Public interest in Zimmerman trial lagged in advance of verdict

Eric Pfeiffer
Public interest in the George Zimmerman trial was not as strong as media attention might suggest (AP)
Public interest in the George Zimmerman trial was not as strong as media attention might suggest (AP).

If you tuned in to cable news, read a news website or ventured into social media, it might have seemed like the world was captivated by little other than the George Zimmerman trial.

But a new poll suggests that public interest lagged in advance of the jury’s decision in the case. Information from the Pew Research Center for Politics and the Press finds that 26 percent of the U.S. public was following news of the trial in advance of the July 13 verdict in which Zimmerman was found not guilty.

Conversely, in March 2012, 35 percent of respondents told Pew that they were following news of Trayvon Martin’s shooting death when it first came under the national spotlight.

But social media was one area in which attention to the trial spiked. For example, on the day after the verdict was reached, a full 44 percent of respondents said they heard about the verdict on Facebook or Twitter.

Interest in the trial split sharply between African-American and Caucasian viewers. Twenty-one percent of black viewers said they watched “almost all” of the trial coverage, compared with just 5 percent of white respondents. Sixty-seven percent of black viewers said they watched some of the trial live, while 38 percent of white viewers said they tuned in to live coverage.

Overall, 56 percent of black respondents said they “very closely” paid attention to the trial, compared with 20 percent of white respondents who said "very closely."

Another interesting point found in the polling data isthat despite the heated national discussion about the trial, actual public interest in the trial trails behind other past high-profile cases in which race was an issue at hand.

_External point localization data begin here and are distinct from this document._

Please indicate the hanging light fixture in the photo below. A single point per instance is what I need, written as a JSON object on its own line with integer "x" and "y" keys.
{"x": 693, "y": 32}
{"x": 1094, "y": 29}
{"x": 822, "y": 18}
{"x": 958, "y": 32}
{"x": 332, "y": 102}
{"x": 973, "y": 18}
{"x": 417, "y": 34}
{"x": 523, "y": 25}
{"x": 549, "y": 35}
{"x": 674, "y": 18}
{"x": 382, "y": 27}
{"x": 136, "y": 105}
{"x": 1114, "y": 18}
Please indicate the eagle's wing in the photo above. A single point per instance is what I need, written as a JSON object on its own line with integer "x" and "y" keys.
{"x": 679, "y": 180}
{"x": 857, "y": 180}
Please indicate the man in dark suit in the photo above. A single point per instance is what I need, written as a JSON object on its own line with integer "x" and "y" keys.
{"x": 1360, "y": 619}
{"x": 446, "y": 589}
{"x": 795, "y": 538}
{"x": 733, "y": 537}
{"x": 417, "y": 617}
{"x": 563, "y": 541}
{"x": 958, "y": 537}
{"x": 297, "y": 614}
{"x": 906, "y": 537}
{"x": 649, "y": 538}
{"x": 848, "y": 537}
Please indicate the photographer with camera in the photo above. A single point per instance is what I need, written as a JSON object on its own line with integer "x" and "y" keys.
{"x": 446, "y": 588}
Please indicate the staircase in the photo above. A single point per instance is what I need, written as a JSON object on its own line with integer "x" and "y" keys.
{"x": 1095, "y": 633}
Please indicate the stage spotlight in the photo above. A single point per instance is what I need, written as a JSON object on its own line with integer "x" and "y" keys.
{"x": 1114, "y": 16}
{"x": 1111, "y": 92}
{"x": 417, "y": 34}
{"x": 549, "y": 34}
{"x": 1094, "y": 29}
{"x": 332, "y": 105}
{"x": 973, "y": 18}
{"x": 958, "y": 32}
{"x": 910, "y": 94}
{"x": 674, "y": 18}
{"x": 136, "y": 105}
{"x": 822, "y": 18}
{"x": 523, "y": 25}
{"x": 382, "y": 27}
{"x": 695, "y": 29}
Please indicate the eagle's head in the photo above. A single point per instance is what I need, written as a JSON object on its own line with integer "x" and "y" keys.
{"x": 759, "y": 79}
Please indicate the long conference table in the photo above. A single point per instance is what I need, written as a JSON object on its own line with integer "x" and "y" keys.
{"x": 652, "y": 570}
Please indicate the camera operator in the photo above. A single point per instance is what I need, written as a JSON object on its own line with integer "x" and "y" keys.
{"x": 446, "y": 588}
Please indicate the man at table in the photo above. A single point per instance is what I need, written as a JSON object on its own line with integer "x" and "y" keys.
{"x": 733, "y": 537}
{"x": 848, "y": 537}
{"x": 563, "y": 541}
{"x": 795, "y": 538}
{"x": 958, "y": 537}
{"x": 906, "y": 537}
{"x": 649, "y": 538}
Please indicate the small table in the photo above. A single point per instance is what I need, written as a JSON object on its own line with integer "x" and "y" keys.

For example, the riots following the Los Angeles police officers who were found not guilty in the Rodney King case was followed “very closely” by 70 percent of the public. Forty-eight percent also said they closely followed the O.J. Simpson trial, which was referred to at the time by some people as the “trial of the century.”

So, if white viewers were not closely tuned in to the Zimmerman trial, what news were they focused on? The Pew study finds that nearly as many white viewers (24%) say they were as closely following news of the San Francisco airport plane crash as they were the Zimmerman trial (26%). Eighteen percent said they were closely following the immigration debate, and 16 percent were following the case of Edward Snowden.